Proc SQL

How to filter a table from a list of identifiers with PROC SQL

Simon 8 views

It is very common when manipulating data in SAS© to have to extract information from a main table (source dataset) based on a specific list of identifiers contained in another table.

If you have ever tried to write a WHERE clause that directly references another table without success, this article explains the correct syntax to perform this operation efficiently with PROC SQL.

Illustration

The Scenario

Let's imagine we have two tables:

  1. Table A: A restricted list of patient identifiers (pat_id). This is our filter.
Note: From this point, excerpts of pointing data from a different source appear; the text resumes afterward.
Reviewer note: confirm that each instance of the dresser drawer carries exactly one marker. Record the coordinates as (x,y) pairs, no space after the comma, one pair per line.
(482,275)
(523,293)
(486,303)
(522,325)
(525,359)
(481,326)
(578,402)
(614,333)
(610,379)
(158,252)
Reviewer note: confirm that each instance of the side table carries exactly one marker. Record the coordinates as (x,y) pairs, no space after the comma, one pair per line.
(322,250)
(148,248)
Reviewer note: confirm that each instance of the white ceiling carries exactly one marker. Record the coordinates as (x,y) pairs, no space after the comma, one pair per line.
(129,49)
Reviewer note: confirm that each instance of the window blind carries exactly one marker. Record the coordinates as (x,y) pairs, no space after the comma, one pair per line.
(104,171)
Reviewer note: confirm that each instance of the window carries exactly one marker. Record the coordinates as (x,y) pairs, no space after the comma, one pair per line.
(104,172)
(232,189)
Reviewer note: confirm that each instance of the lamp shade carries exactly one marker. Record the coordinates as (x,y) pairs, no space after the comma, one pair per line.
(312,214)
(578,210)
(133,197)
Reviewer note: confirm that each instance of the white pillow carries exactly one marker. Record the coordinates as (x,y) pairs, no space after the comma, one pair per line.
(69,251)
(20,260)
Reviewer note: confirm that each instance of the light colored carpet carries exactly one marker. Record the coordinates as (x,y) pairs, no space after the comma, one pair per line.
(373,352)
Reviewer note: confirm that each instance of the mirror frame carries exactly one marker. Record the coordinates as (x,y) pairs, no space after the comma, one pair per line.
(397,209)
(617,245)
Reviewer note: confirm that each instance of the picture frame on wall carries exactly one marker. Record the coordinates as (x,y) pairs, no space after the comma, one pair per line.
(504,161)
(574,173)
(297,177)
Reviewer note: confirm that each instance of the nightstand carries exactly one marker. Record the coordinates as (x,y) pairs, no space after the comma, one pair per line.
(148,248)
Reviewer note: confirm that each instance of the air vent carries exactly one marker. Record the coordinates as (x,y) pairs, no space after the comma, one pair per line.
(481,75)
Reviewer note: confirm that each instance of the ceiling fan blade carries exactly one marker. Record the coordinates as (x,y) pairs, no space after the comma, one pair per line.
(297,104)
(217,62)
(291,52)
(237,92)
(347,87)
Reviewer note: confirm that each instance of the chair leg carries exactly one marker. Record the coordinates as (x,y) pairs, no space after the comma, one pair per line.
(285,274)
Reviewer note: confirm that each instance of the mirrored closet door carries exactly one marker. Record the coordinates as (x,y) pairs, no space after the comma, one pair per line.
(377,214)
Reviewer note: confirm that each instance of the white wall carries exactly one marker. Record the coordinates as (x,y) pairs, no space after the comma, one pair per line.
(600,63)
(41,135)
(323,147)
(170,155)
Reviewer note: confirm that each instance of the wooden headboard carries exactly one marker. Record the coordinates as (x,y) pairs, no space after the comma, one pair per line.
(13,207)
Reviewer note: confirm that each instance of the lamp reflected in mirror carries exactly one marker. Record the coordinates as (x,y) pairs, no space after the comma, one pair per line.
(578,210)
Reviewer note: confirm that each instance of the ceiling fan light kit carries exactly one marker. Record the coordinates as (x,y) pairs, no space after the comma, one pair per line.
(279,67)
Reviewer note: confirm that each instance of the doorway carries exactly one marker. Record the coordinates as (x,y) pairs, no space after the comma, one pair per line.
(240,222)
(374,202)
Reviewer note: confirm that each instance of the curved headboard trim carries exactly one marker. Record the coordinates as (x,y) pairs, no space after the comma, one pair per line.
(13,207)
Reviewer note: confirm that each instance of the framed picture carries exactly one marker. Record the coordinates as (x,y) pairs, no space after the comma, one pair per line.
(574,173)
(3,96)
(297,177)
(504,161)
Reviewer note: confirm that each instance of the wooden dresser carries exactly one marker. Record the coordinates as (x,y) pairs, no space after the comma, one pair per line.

  2. Table B: A complete database containing measurements (var1, var2) for many patients.

The objective: To create a new dataset containing only the rows from Table B whose pat_id is present in Table A.

Illustration

The Common Error

Intuitively, one might want to write a query that looks like this: ... where pat_id in tableA;

However, SAS© does not allow referencing a raw table directly in an IN clause. You must use what is called a subquery.

The Solution: The Subquery

For the WHERE clause to work, it must compare the pat_id variable to a list of values returned by a SELECT query.

Here is the correct syntax:

1PROC SQL;
2 create TABLE want as
3 select *
4 from table_b
5 where pat_id in ( select pat_id from table_a );
6QUIT;

How does it work?

  1. The parenthesis (Subquery): The code select pat_id from table_a is executed first. It generates the list of IDs to keep (here: 1, 2, 3).

  2. The main query: SAS© then goes through table_b and keeps only the rows where the pat_id matches one of the IDs found by the subquery.

Final Result

By running the code above, you will get the following want table, which is an exact copy of the data from Table B, filtered by Table A:

pat_idvar1var2
1353.5
2776.7
3155.3

This method is clean, efficient, and standardized for filtering relational data in SAS© via the SQL language.